Paterson National Park Bid On Hold

The Record
By:  Alison Vekshin, States News Service
March 14, 2001

WASHINGTON -- Congressional efforts to designate Paterson's Great Falls Historic District a national park were brought to a halt Tuesday when a Department of the Interior representative announced a temporary moratorium on new park designations.

The announcement came during a House committee hearing on a bill introduced by Rep. Bill Pascrell Jr., D-Paterson, to authorize the secretary of the interior to study adding the falls to the National Park System. Congressional approval of the study would be the first step toward securing the designation.

"Not only is the Great Falls Historic District historically significant, but the city of Paterson stands ready to work in conjunction with the National Park Service to develop its potential," Pascrell told the House Subcommittee on National Parks and Public Lands.

But Joseph E. Doddridge, acting assistant secretary for fish and wildlife and parks in the Department of the Interior, recommended the committee defer action on the bill until the National Park Service reduces the $4 billion backlog of studies and projects already in progress. President Bush has asked the department to reduce the backlog within five years.

Doddridge said the department was imposing a temporary moratorium on new park unit designations or new studies "so that we can focus our existing staff and resources on taking care of what we now own."

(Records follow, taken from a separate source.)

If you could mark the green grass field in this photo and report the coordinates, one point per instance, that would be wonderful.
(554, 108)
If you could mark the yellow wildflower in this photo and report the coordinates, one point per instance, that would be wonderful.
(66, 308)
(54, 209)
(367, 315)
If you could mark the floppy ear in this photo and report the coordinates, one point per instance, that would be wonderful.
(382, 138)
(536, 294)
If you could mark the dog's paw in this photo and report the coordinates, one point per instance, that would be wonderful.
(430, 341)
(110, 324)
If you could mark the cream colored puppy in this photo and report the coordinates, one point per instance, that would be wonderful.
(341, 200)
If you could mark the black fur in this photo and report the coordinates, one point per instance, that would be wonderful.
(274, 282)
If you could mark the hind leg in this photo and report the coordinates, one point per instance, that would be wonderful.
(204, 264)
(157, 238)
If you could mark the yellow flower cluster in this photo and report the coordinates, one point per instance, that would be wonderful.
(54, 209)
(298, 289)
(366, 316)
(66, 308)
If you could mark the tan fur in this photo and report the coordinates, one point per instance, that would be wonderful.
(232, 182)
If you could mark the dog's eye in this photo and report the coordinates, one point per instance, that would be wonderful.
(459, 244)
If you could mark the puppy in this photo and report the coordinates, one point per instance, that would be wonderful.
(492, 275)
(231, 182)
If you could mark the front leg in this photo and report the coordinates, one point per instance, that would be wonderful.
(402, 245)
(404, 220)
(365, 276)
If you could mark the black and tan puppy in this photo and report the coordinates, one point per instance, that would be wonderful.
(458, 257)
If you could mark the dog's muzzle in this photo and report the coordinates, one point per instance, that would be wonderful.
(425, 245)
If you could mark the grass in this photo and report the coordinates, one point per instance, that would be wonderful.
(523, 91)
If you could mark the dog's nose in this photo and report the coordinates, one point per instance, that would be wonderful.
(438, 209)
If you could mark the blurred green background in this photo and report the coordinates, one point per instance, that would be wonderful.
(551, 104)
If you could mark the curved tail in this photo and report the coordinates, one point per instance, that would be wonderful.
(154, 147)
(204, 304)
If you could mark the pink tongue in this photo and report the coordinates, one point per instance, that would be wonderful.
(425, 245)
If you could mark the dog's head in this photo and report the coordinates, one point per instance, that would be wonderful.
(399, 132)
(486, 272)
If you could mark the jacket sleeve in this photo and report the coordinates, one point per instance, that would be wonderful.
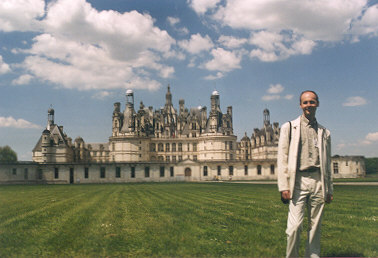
(282, 158)
(328, 173)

Pascrell denounced the policy.

"To be told in the very beginning that we shouldn't be here in the first place to me is a bit disingenuous," Pascrell said.

Rep. Joel Hefley, R-Colo., the subcommittee chairman, agreed.

"The idea that we will not ask you to do more studies is a little far-fetched," Hefley told Doddridge.

Doddridge said he would pass along the comments to his department.

The 119-acre district includes the 77-foot Great Falls, the Paterson Museum, and old manufacturing mills. It has been on the National Register of Historic Places since 1970 and has been a National Historic Landmark since 1976.

Anna-Lisa Dopirak, community development director for Paterson, testified to the historic significance of the falls. She said Paterson, founded by Alexander Hamilton in 1792, was one of the nation's first planned industrialized cities.

Pascrell, a former Paterson mayor, introduced his bill Jan. 3. Sens. Robert G. Torricelli and Jon S. Corzine, New Jersey Democrats, introduced a Senate version of the bill Feb. 15.